ことです。これは、検査によって得られる曲線が前半はV字型、後半は右肩下がりになると正常とみなされるからです。ただし、わざとその形を作り出そうとして計算の答えを消しゴムで消すなどの行為は厳禁です。あくまで普通にこなせば大丈夫な試験なので、自信をもって望むといいと思います。

ロールシャッハ

一見すると何にも見えない絵を見せられ、選択肢の中から何に見えるかを選ぶテストです。

以下に練習できるサイトのリンクを貼っておきます。

コツは2つあります。

・ネガティブなイメージのものは選ばない(血・黒い影など)
・雲や煙は選ばない

総じて、なるべくポジティブなものを選ぶといいと思います。

MMPI

質問に対して「はい」「いいえ」「どちらでもない」の3択で答えるテストです。ただし、注意事項でも言われますが、「どちらでもない」はできるだけ選ばないようにします。

以下に練習できるサイトのリンクを貼っておきます。

コツとしては、ロールシャッハと同じくポジティブな回答を心がけることです。

脳波

ほぼ対策できることはありません。前日の夜にはしっかり寝ておきましょう。平常心で臨むことが一番です。

参考にしたもの

パイ予備の対策動画

1次試験合格後、マイページ上に2次試験対策動画が配信され、それを元に自分で対策を進める形でした(例年は対面で実施も、コロナのためオンデマンド配信)。

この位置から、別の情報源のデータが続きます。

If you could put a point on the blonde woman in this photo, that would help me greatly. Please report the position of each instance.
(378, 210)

内容はとても丁寧で分かりやすいものでした。1次試験と異なり、自分で対策できる内容がほとんどだったため、特に不自由なく試験まで過ごすことができました。

note記事

1次試験に引き続き、こちらのnoteを参考にしました。

2次試験の概要から対策、さらには前泊する場合のホテルの取り方なども書かれており、3,000円の価値があるnoteでした。
(あくまで僕個人の意見なので、参考程度に見てください)

追記:2023/02/12現在、100円に値下げされています。

最後に

身体検査は先天的な要素と、自分で改善できる要素が入り混じった試験です。先天的なものはどうしようもない部分がありますが、僕が紹介した項目はどれも、練習すれば上達するものです。

ぜひ、練習できる科目は練習を万全に積んで、2次試験を突破してほしいと思います。